A researcher at the University of Missouri-Columbia, (MU) USA, through an intense study, has found that playing violent games alters a person’s brain function and de-sensitizes chronic players to real world violence.

Bruce Bartholow, assistant professor - psychological sciences, MU, said, “Most of us naturally have a strong aversion to the sight of blood and gore. Surgeons and soldiers may need to overcome these reactions, in order to perform their duties. But, for most people, a diminished reaction to the effects of violence is not adaptive. It can reduce inhibitions against aggressive behavior and increase the possibility of inflicting violence on others.”

Bartholow, along with Brad Bushman from the University of Michigan and Marc Sestir at the University of North Carolina at Chapel Hill, asked 39 male undergraduate students how often they played their five favourite video games, and how violent the games were. After which, the researchers showed participants a series of images on a computer screen, including emotionally neutral images, such as a man riding a bicycle; violent images, such as a man holding a gun to another man’s head; and negative, but non-violent images, such as a dead dog. As participants viewed these images, the researchers measured a type of brainwave, known as P300, which is believed to reflect how people evaluate images like these.
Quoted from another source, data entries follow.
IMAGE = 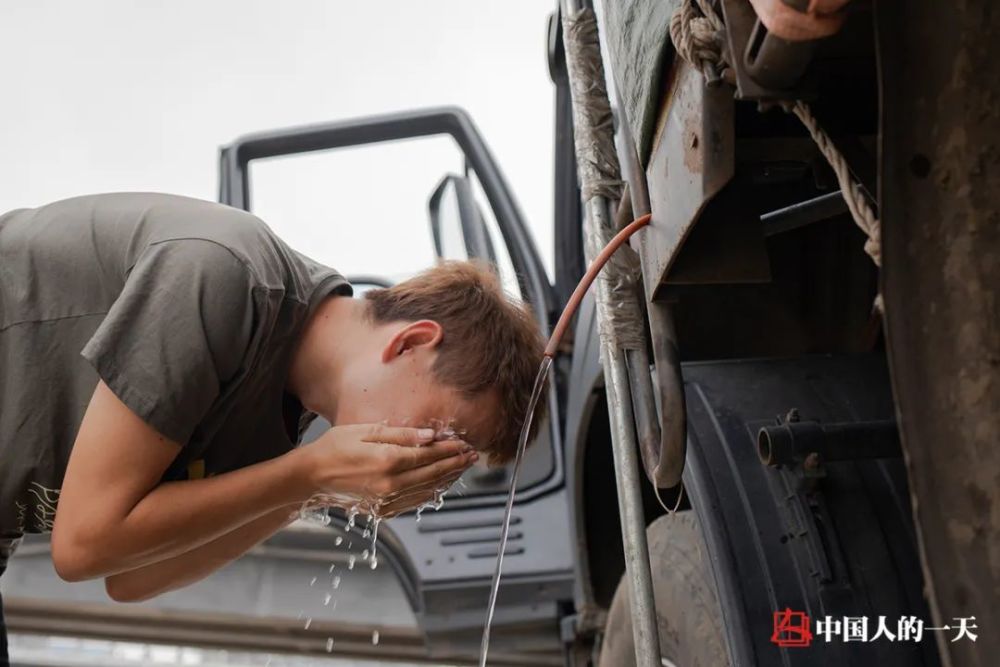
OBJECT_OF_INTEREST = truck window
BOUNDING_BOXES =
[248,135,555,496]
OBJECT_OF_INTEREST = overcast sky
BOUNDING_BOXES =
[0,0,555,276]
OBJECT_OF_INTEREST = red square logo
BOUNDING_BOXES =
[771,607,812,648]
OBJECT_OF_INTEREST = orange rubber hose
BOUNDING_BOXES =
[545,213,652,359]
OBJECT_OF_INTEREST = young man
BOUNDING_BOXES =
[0,194,542,663]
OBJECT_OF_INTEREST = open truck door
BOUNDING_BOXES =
[219,108,574,665]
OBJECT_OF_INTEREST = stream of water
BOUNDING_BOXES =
[479,356,552,667]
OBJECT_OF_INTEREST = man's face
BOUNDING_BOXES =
[333,325,498,449]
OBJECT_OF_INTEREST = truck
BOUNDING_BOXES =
[220,0,1000,667]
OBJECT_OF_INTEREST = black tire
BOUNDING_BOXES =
[598,511,730,667]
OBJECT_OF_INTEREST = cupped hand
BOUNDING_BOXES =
[295,424,479,511]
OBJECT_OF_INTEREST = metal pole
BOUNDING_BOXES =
[561,0,661,667]
[586,197,661,667]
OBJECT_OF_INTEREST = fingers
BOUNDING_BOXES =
[382,467,467,503]
[384,443,479,491]
[394,440,474,472]
[360,424,434,447]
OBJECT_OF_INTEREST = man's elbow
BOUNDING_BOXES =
[104,576,157,602]
[51,530,103,582]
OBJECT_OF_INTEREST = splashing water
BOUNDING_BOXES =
[479,356,552,667]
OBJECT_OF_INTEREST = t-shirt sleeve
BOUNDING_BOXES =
[82,239,254,445]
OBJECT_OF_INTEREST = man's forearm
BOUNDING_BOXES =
[105,505,297,602]
[63,450,311,578]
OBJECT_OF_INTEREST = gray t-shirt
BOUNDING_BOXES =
[0,194,351,538]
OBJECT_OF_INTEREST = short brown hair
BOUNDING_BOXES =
[364,261,546,464]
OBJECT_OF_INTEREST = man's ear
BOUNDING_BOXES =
[382,320,444,362]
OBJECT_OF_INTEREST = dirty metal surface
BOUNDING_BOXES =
[636,60,734,299]
[875,0,1000,667]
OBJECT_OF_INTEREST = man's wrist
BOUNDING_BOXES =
[282,446,319,504]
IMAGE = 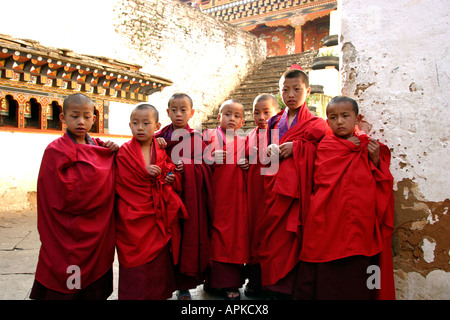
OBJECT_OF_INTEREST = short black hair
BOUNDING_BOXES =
[279,69,309,88]
[63,93,95,114]
[167,92,194,109]
[130,103,159,122]
[327,96,359,115]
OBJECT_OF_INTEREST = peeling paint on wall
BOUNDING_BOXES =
[338,0,450,299]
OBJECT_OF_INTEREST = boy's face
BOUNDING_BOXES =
[217,103,245,131]
[130,109,161,142]
[59,103,96,142]
[253,100,276,129]
[167,97,195,129]
[280,78,311,110]
[327,102,358,139]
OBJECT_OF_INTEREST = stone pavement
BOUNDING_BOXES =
[0,212,258,300]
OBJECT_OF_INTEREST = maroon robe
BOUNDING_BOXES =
[32,133,114,298]
[300,131,395,299]
[155,125,213,290]
[259,104,327,294]
[203,127,250,264]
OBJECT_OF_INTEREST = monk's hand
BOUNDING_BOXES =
[145,164,161,177]
[280,141,294,158]
[237,158,250,170]
[156,137,167,149]
[175,160,184,173]
[267,144,280,158]
[347,136,361,146]
[102,140,119,152]
[211,150,227,164]
[164,172,175,184]
[367,138,380,167]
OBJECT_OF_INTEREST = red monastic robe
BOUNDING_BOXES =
[300,132,395,299]
[36,133,114,294]
[116,138,187,268]
[155,125,213,277]
[259,105,327,293]
[245,127,267,264]
[203,127,249,264]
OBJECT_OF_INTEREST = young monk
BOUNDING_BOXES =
[155,93,213,300]
[203,100,249,300]
[30,93,119,300]
[116,104,187,300]
[259,69,326,299]
[294,96,395,300]
[244,94,279,297]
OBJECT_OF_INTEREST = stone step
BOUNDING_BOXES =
[203,50,318,129]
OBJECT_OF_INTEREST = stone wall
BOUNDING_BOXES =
[338,0,450,299]
[113,0,266,128]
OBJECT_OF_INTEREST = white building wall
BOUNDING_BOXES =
[338,0,450,299]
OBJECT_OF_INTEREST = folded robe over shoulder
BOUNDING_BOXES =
[155,125,213,277]
[116,138,187,268]
[245,127,267,264]
[203,127,249,264]
[300,132,395,299]
[259,104,327,290]
[36,133,114,294]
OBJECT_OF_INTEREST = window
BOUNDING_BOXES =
[47,101,62,130]
[0,95,19,128]
[89,109,100,133]
[24,98,42,129]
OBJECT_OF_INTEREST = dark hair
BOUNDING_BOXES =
[63,93,95,114]
[130,103,159,122]
[167,93,194,109]
[279,69,309,88]
[327,96,359,115]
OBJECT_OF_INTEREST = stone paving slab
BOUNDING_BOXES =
[0,212,258,300]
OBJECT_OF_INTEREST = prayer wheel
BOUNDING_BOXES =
[0,98,9,116]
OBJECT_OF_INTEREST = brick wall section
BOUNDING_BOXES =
[113,0,266,128]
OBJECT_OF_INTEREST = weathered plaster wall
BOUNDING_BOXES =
[339,0,450,299]
[113,0,266,129]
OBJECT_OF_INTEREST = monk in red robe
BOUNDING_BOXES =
[259,69,326,299]
[116,104,187,300]
[203,100,249,300]
[244,94,279,297]
[30,94,118,300]
[294,97,395,300]
[155,93,213,300]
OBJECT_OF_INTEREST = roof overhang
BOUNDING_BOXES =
[0,34,173,101]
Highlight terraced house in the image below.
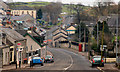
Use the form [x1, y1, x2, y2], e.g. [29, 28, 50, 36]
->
[11, 6, 36, 19]
[52, 28, 68, 47]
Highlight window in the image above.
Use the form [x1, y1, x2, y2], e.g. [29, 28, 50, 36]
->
[27, 11, 29, 14]
[31, 45, 32, 50]
[10, 52, 12, 61]
[32, 11, 34, 17]
[22, 11, 24, 14]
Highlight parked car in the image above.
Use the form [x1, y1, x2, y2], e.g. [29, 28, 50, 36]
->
[31, 57, 43, 66]
[91, 56, 104, 67]
[44, 55, 54, 63]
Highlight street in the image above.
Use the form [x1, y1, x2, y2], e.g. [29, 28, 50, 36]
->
[2, 48, 99, 72]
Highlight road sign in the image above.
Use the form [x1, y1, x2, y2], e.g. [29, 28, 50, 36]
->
[43, 40, 47, 43]
[100, 45, 107, 51]
[17, 42, 21, 46]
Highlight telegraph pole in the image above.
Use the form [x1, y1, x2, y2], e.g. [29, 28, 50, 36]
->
[101, 21, 105, 65]
[116, 15, 118, 63]
[0, 19, 2, 46]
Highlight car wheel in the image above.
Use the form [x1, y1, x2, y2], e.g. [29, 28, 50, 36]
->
[92, 64, 94, 67]
[101, 63, 104, 67]
[41, 63, 43, 66]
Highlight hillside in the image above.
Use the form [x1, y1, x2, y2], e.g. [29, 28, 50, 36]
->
[8, 2, 90, 14]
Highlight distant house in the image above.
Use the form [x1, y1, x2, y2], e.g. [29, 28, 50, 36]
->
[99, 14, 120, 35]
[66, 25, 76, 35]
[52, 28, 68, 47]
[0, 1, 9, 15]
[11, 6, 36, 19]
[11, 14, 36, 30]
[83, 21, 96, 33]
[17, 30, 46, 57]
[0, 45, 10, 68]
[2, 28, 26, 63]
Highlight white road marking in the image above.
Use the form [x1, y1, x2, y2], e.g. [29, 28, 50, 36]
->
[55, 51, 73, 70]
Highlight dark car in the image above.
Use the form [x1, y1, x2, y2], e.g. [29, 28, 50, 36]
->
[31, 57, 43, 66]
[44, 55, 54, 63]
[91, 56, 104, 66]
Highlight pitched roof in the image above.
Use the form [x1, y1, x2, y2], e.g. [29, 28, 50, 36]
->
[11, 14, 34, 21]
[99, 14, 120, 27]
[53, 32, 68, 36]
[83, 21, 96, 27]
[54, 36, 68, 41]
[12, 6, 35, 10]
[65, 25, 75, 30]
[24, 33, 43, 47]
[0, 1, 9, 10]
[16, 30, 27, 35]
[2, 28, 25, 41]
[52, 27, 66, 33]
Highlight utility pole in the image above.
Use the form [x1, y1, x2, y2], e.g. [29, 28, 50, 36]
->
[97, 23, 99, 49]
[116, 15, 118, 63]
[0, 19, 2, 46]
[101, 21, 105, 65]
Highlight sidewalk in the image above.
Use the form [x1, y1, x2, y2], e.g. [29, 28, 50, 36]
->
[0, 51, 53, 71]
[55, 48, 120, 72]
[0, 64, 29, 70]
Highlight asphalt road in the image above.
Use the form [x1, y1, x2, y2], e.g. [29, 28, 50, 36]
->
[3, 48, 99, 72]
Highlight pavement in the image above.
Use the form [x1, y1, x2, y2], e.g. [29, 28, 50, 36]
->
[59, 48, 120, 72]
[0, 51, 53, 71]
[3, 48, 100, 72]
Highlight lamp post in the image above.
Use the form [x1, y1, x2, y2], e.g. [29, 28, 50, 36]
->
[116, 15, 118, 63]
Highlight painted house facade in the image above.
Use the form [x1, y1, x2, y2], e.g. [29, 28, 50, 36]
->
[11, 6, 36, 19]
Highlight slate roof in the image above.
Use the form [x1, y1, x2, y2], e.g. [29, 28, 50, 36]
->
[2, 28, 25, 41]
[24, 33, 43, 47]
[53, 32, 68, 36]
[16, 30, 27, 35]
[11, 14, 34, 21]
[99, 14, 120, 27]
[54, 36, 68, 41]
[0, 1, 9, 10]
[12, 6, 35, 10]
[83, 21, 96, 27]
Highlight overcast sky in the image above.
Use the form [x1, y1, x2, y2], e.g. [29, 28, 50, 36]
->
[3, 0, 120, 5]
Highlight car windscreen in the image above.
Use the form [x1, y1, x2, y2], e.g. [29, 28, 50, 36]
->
[94, 58, 101, 60]
[45, 56, 52, 58]
[33, 57, 41, 59]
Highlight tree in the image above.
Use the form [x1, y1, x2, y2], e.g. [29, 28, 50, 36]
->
[42, 3, 62, 24]
[93, 21, 110, 38]
[75, 22, 89, 42]
[37, 9, 42, 19]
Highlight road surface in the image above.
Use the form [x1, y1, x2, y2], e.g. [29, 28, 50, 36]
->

After viewing the pictures, participants were told that the last part of the experiment involved a competition with another participant, to see who could press a button faster following a series of tones. Before each tone, participants set the level of a noise blast that their opponent would receive if the opponent lost. In reality there was no opponent.
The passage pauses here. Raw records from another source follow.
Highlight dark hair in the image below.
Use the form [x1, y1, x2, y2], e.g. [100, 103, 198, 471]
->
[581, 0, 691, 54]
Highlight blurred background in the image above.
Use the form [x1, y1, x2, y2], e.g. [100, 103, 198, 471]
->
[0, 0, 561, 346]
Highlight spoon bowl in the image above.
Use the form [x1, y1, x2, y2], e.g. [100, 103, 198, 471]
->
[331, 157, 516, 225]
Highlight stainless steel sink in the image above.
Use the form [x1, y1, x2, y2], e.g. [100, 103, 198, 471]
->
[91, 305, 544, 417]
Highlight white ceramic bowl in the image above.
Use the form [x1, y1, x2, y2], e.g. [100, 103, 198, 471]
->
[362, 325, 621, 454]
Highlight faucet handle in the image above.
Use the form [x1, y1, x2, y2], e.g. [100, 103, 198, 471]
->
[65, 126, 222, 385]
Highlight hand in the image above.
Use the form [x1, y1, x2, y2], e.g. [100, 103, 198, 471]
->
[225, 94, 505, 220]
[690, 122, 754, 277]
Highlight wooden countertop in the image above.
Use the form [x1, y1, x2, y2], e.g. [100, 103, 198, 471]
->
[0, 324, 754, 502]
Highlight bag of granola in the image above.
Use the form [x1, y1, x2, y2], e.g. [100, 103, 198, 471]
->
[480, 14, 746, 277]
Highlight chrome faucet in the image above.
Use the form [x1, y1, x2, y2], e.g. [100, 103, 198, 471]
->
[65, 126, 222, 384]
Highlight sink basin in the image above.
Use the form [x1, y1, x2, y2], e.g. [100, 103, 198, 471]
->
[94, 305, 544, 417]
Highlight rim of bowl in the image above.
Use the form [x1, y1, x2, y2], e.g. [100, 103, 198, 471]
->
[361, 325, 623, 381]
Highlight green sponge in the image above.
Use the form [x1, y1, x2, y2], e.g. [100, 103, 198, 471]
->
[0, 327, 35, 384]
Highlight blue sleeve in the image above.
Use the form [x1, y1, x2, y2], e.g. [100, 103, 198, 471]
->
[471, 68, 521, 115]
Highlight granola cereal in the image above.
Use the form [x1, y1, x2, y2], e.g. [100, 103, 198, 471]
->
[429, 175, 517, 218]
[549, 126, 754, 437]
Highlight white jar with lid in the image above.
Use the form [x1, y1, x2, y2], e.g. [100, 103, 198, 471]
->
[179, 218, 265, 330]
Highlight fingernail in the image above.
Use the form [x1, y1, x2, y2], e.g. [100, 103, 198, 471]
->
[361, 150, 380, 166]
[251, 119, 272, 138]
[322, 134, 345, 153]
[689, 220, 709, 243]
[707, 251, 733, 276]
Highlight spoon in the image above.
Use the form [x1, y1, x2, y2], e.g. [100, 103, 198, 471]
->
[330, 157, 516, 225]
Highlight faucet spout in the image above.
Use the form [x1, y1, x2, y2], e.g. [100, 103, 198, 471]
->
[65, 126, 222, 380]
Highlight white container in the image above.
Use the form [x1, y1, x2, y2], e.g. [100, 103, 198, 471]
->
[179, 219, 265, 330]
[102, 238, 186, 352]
The researchers found that the participants who routinely played violent video games showed less brain reactivity, measured by diminished amplitude of the P300 brainwaves, when they viewed the violent images compared to the equally negative, non-violent image. They also found that the smaller a participant’s brain response to violent images, the more aggressively he behaved during the final part of the experiment.

Barthlow said, These findings are among the first to link chronic violent video game play, diminished brain responses and aggressive behavior. People often assume that any negative effects of playing violent games are short-lived, but these results suggest that repeated exposure to violent video games has lasting negative consequences for both brain function and behaviour.